3. Early married life found MrsDarwin and I back in California, where she, with her fresh theater degree, was trying to get backstage work at a theater. MrsDarwin found an internship at a regional theater for the summer season (one of their plays, perhaps appropriately, was a revival of a 1930s piece of union propaganda called "Cradle will Rock"). The union which deals with theater jobs is called Equity, and like all unions they look after their own. Members of Equity have to be paid a certain amount per hour. A theater which is an Equity house can hire non-equity people, but they have to be unpaid interns (often, as in this case, paid a little under the table via audience tips or money from the director's pocket.)
But what struck me even more than the irony of an entity supposedly around to ensure just wages mandating that other workers not be paid was the rigidity of union rules. I recall one night when I was hanging around, waiting to watch the show from the light booth, and MrsDarwin was bustling around stage to re-set after the rehearsal and before the show.
"Hey, are you going backstage?" she asked an actor who was ambling by.
"Yes."
"Do you mind taking your prop" (it was on the stage right next to him) "back to the props table while you're going by."
"Can't. Equity rules."
(MrsDarwin would like the record to show that being new at the time, and not knowing all the Equity rules, she hadn't realized that actors are, by contract, not supposed to move props or scenery under any conditions. Coming from college and amateur theater where everyone works together on everything, this hadn't occurred to her. -- Myself, however, I've never been in a work environment where it would be unreasonable to ask someone to drop something off somewhere where he was going anyway. I thought he came off seeming like a total jerk.)
The theme which all of these (and many other anecdotes and experiences I've heard from others) seem to me to underline is one of putting rules above desire to actually see things get done and done right. My approach to work (probably learned from my father, as the first anecdote illustrates) has always been that everyone should pitch in out of a desire to see things get done and come out right. This has led me to usually be the one who's willing to stay late, to take on extra tasks outside my normal responsibilities, and to volunteer to learn new skills. It's a tendency that's served me well. Sure, it sometimes means giving your boss more than he's paying for -- for a while.

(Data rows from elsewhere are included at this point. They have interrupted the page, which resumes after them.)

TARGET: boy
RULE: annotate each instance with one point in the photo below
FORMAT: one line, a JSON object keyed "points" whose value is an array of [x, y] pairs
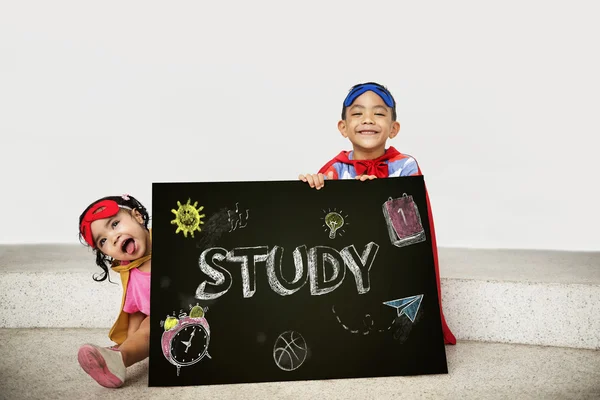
{"points": [[368, 121]]}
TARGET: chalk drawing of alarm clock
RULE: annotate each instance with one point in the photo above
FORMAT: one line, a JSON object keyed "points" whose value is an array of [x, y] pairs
{"points": [[186, 338]]}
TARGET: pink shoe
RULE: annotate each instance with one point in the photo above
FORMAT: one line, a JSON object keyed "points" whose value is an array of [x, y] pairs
{"points": [[103, 364]]}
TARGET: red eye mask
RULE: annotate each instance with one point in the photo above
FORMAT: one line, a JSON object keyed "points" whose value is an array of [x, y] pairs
{"points": [[111, 208]]}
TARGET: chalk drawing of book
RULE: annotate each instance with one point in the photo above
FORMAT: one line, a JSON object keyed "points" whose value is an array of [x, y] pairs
{"points": [[403, 221]]}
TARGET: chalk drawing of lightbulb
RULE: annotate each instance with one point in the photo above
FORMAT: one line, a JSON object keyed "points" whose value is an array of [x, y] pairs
{"points": [[333, 222]]}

But it also allows you to build skills and experience for free. This approach to learning on the job and expanding my skills is a lot of what I credit by career advancement over the last ten years to, and it's served me very well.
But more than that, at some deep and emotional level, if I'm going to put the work in to do something, I always want to see it done right. It's never just a, "They pay me to be here for a set number of hours with the clock punched, and after that, who cares," kind of thing. And so the idea of bargaining so that you can do less, or protecting workers who don't work, just feels very wrong to me. I won't work because I want to follow set rules and never be asked to do anything beyond those. I work for a paycheck, yes, but I also work for the satisfaction of seeing things done. And that always seems to mean thinking like an owner -- not thinking like a union member.